My days entail reading the newspaper, normal ablutions, essentials of housework (dusting is avoided at all costs), email contact with a couple of dozen people, internet surfing, walking on my treadmill or doing stretching exercises, watching videos from my PVR or streamed to my TV through my computer, football and occasional soccer matches watched live, daily food preparation, grocery shopping 2 or 3 times a week, occasional appointments and lunches with friends, usually weekly contests over a friend’s snooker table, weekly visits by a female friend. I drive to see my children and grandchildren every few weeks. I have pretty well ceased attending plays and concerts except for the occasional MET in HD performance. That is more due to the lack of a companion rather than the effects of my neuropathy. I have ceased travelling because of my inertia, and mostly the lack of a suitable travel companion. Neuropathy wouldn’t keep me at home were I really keen to take a particular trip. It would just affect the type of trip and the day’s activities – as it does at home. My inertia is only partly the result of my neuropathy.

What pain is like now

I have used gabapentin alone for over 15 years. I have never tried any other medication. I asked my GP about newer and better medications a year or so ago. He said I should stay with what is working rather than weaning me off it and then going through the process of trying to find something better. I was somewhat relieved.

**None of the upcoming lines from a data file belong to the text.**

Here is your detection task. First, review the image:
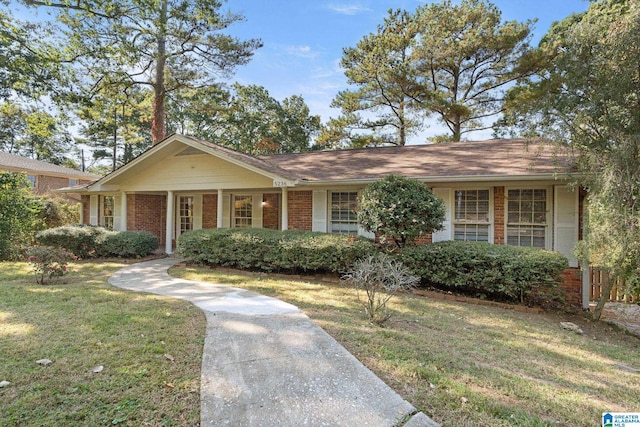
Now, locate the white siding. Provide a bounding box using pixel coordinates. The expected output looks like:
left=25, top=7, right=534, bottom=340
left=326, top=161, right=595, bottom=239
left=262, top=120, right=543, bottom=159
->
left=193, top=194, right=203, bottom=230
left=113, top=195, right=122, bottom=231
left=312, top=190, right=327, bottom=232
left=117, top=154, right=273, bottom=191
left=252, top=194, right=263, bottom=229
left=432, top=188, right=452, bottom=242
left=89, top=195, right=98, bottom=226
left=554, top=185, right=579, bottom=267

All in all, I view myself as being rather lucky. I found gabapentin pretty early in the process and under normal conditions I can say that I am pain-free. I have discomfort, and my life is circumscribed, but I do not have the constant level of pain common to some sufferers.

My advice for anyone newly diagnosed with neuropathic pain?

  • Seek out whatever medication will render the nerve pain bearable. Once you can limit the pain, everything else is reduced to the level of a really annoying nuisance. 
  • Forget vanity and wear sensible shoes with proper orthotic support to keep you mobile. Work with a physiotherapist to develop a regimen of stretching exercises to help keep you as flexible as possible.
  • Understand that you will have a constant struggle to maintain as much of your lifestyle as possible, to work around your new limitations, and to seek out any treatments or devices which will make life a bit easier. 
  • It isn’t a death sentence so much as a constant set of hurdles which will make life a bit more difficult, but still enjoyable. It’s no walk in the park, but look around at your peers and all of a sudden neuropathy isn’t so bad. There are lots worse conditions to have to cope with.